Parmi les procédés que Kis emploie pour donner une unité au livre, la « rime de situation » (
Queneau) et le retour des motifs jouent un rôle essentiel. ». Il y a ainsi une analogie frappante entre le putois égorgé que Mikcha accroche cruellement au poulailler dans la première nouvelle et la fin de Verschoyle, dans le récit suivant, qui se retrouve suspendu, nu et la tête en bas, à l'entrée du camp pour décourager les tentatives d'évasion. Mais, la mort de Verschoyle reproduit également « le pendu » du jeu de Tarot et constitue sans doute une allusion à la nouvelle centrale (« le cercle magique des cartes ») comme la mention du fait que Tcheliousnikov (dans la troisième nouvelle) est un « bon joueur de poker et de vingt-et-un ». La rime de situation la plus visible est celle qui unit, par-delà les siècles, Boris Davidovitch Novski et Baruch David Neuman. Elle est mise en évidence par « La note de l'auteur » placée à la fin de « Chiens et livres » comme une indication du procédé.
L'unité du livre en définitive se trouve peut-être là, dans cette perpétuelle contamination du réel par l'imagination, dans cette illusion qu'après tout, nous pouvons avoir accès à la vérité, dans cet abandon du doute et cette confiance aveugle que, nous lecteurs, accordons à « l'Ecrivain » comme d'autres, à « celui en qui il fallait croire ». Cette foi, qui nous fait accepter le béret basque d'Edouard Herriot comme un détail « réaliste », a une parenté suspecte avec celle qui, dans certaines conditions, a fait accepter le meurtre comme un « mal nécessaire ».
Au milieu du doute et de l'incertitude, la seule thèse que l'auteur du livre accepte d'assumer est affirmée deux fois, l'une en son nom propre et l'autre par Baruch David Neuman, qui acquiert ainsi certains titres à être considéré comme le porte-parole de l'auteur.
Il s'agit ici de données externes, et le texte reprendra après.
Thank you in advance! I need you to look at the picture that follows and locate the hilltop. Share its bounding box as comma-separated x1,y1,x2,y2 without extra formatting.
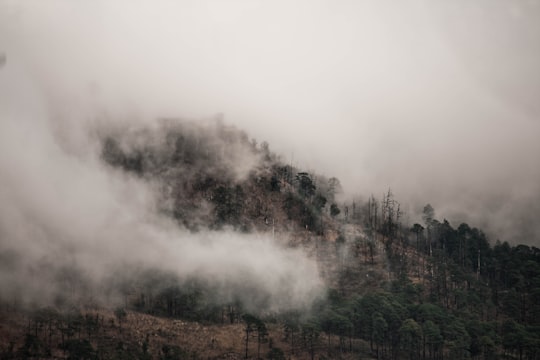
0,119,540,359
Cette thèse est que « Malgré tout, la souffrance provisoire de l'existence vaut mieux que le vide définitif du néant » (p.75 et 136). Nous sommes incapables d'accéder au sens de l'histoire et, par conséquent, nous ne pouvons pas agir uniquement en vue des fins. Tous les moyens ne sont pas bons et nous ne devons pas transiger avec le commandement « Tu ne tueras point ».